# 12. Creating a Dataset from numpy arrays
The goal of this notebook is to demonstrate how to create a `xarray.Dataset` from scratch. This can be useful if your device is not supported or if you would like to integrate the `dtscalibration` library in your current routine.

In [None]:
import numpy as np
import os
import matplotlib.pyplot as plt
import xarray as xr

from dtscalibration import read_silixa_files

# The following line introduces the .dts accessor for xarray datasets
import dtscalibration # noqa: E401 # noqa: E401
from dtscalibration.variance_stokes import variance_stokes_constant

For a `xarray.Dataset` object, a few things are needed:

- timestamps

- Stokes signal

- anti-Stokes signal

- x (length along fiber)

Let's grab the data from an existing silixa dataset:

In [None]:
filepath = os.path.join("..", "..", "tests", "data", "single_ended")

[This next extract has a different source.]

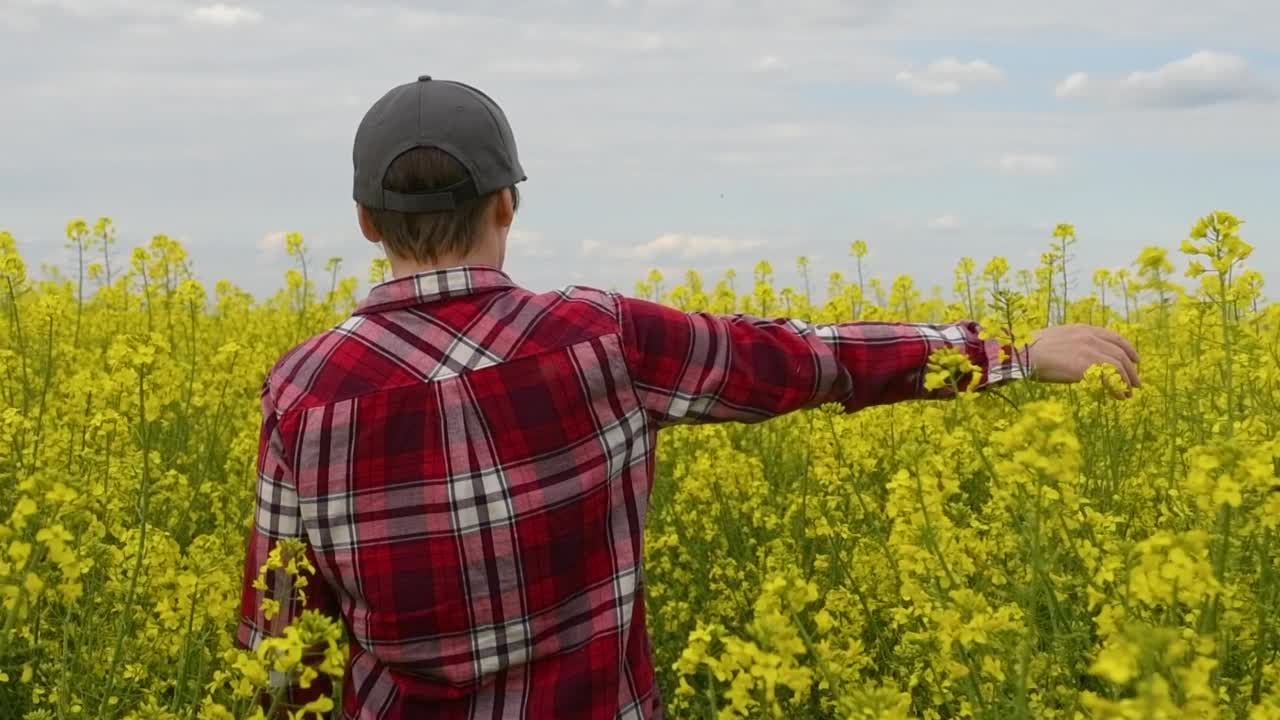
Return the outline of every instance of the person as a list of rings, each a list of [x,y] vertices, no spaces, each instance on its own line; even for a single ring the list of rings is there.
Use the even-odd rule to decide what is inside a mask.
[[[1138,383],[1132,346],[1098,327],[1048,328],[1002,360],[973,321],[824,325],[526,290],[503,266],[527,178],[503,111],[464,83],[390,90],[353,162],[360,229],[393,278],[264,381],[238,631],[256,648],[305,610],[340,617],[346,717],[661,717],[642,558],[662,427],[945,398],[923,382],[944,347],[980,369],[978,391],[1096,363]],[[317,569],[305,604],[279,577],[253,582],[289,538]]]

ds_silixa = read_silixa_files(directory=filepath, silent=True)

We will get all the numpy arrays from this `xarray.Dataset` to create a new one from 'scratch'.

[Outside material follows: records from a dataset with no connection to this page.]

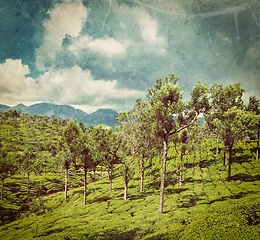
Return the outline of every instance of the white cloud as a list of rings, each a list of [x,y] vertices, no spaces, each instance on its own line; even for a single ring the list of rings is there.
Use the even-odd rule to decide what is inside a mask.
[[[150,15],[145,14],[139,17],[139,24],[142,30],[142,38],[149,43],[156,43],[160,38],[157,37],[157,22]]]
[[[103,39],[95,39],[88,35],[83,35],[77,39],[72,40],[72,44],[68,49],[78,55],[82,49],[88,49],[92,53],[101,54],[108,58],[114,56],[122,56],[126,52],[126,46],[114,38],[105,37]]]
[[[44,73],[37,81],[43,98],[55,103],[107,106],[109,101],[143,96],[136,90],[118,89],[117,80],[94,80],[79,66]]]
[[[144,50],[148,53],[166,54],[167,40],[157,36],[157,24],[149,18],[140,19],[142,27],[142,38],[144,40]]]
[[[160,32],[157,19],[145,7],[114,4],[112,10],[119,27],[116,36],[126,46],[126,55],[166,54],[168,41]]]
[[[138,13],[139,12],[139,13]],[[157,52],[166,53],[165,48],[168,46],[167,40],[163,36],[159,36],[158,23],[145,10],[139,10],[138,21],[141,28],[141,37],[144,44],[149,44]]]
[[[77,51],[87,48],[90,41],[92,41],[92,37],[87,34],[82,35],[79,38],[71,39],[71,44],[68,46],[68,49],[76,54]]]
[[[80,2],[56,4],[48,13],[50,18],[43,23],[44,43],[36,50],[36,66],[41,71],[51,66],[56,53],[62,50],[65,35],[77,38],[87,19],[87,9]]]
[[[30,73],[27,65],[21,59],[6,59],[0,64],[0,102],[12,104],[35,98],[37,87],[34,79],[26,77]]]
[[[113,38],[96,39],[89,42],[91,51],[105,54],[107,57],[120,56],[126,52],[126,47]]]
[[[144,92],[117,87],[117,80],[94,80],[90,71],[75,65],[72,68],[50,69],[36,81],[21,60],[7,59],[0,64],[0,102],[15,105],[20,102],[52,102],[84,105],[95,108],[127,108],[125,102],[133,102]],[[37,83],[36,83],[37,82]],[[128,103],[129,104],[129,103]]]
[[[72,38],[67,49],[73,51],[75,56],[91,54],[107,58],[124,58],[133,53],[136,56],[166,53],[168,41],[159,32],[157,21],[149,15],[144,7],[129,7],[126,4],[118,5],[117,2],[113,2],[111,12],[114,13],[110,18],[111,23],[119,27],[112,30],[116,33],[115,38],[106,35],[93,39],[86,34]],[[84,52],[82,52],[83,49]],[[115,59],[118,60],[118,58]],[[103,65],[103,61],[101,62]],[[111,67],[109,63],[105,65]]]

Let's start with the most basic data:

In [None]:
x = ds_silixa.x.values
time = ds_silixa.time.values
ST = ds_silixa.st.values
AST = ds_silixa.ast.values

Now this data has to be inserted into an xarray `Dataset`

In [None]:
ds = xr.Dataset()
ds["x"] = ("x", x)
ds["time"] = ("time", time)
ds["st"] = (["x", "time"], ST)
ds["ast"] = (["x", "time"], AST)

In [None]:
print(ds)

For calibration, a few more paramaters are needed:

- acquisition time (for calculating residuals for WLS calibration)

- reference temperatures

- a double ended flag

We'll put these into the custom `xarray.Dataset`:

In [None]:
ds["acquisitiontimeFW"] = ds_silixa["acquisitiontimeFW"].values
ds["userAcquisitionTimeFW"] = ds_silixa["acquisitiontimeFW"].values
ds["temp1"] = ds_silixa["probe1Temperature"]
ds["temp2"] = ds_silixa["probe2Temperature"]

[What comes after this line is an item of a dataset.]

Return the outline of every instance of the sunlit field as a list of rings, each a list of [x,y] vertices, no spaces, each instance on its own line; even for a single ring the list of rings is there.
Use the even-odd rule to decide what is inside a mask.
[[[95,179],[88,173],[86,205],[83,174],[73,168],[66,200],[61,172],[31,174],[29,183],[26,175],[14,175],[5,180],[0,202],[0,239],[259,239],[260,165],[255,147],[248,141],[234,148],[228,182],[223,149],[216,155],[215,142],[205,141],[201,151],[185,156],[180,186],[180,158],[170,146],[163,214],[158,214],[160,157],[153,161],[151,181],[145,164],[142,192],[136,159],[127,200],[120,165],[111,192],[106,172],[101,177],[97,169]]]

ds.attrs["isDoubleEnded"] = "0"

Now we can calibrate the data as usual (ordinary least squares in this example).

In [None]:
ds = ds.sel(x=slice(-30, 101))
sections = {
 "temp1": [slice(20, 25.5)], # warm bath
 "temp2": [slice(5.5, 15.5)], # cold bath
}

st_var, resid = variance_stokes_constant(
 ds.dts.st, sections, ds.dts.acquisitiontime_fw, reshape_residuals=True
)
ast_var, _ = variance_stokes_constant(
 ds.dts.ast, sections, ds.dts.acquisitiontime_fw, reshape_residuals=False
)
out = ds.dts.calibrate_single_ended(sections=sections, st_var=st_var, ast_var=ast_var)
out.isel(time=0).tmpf.plot()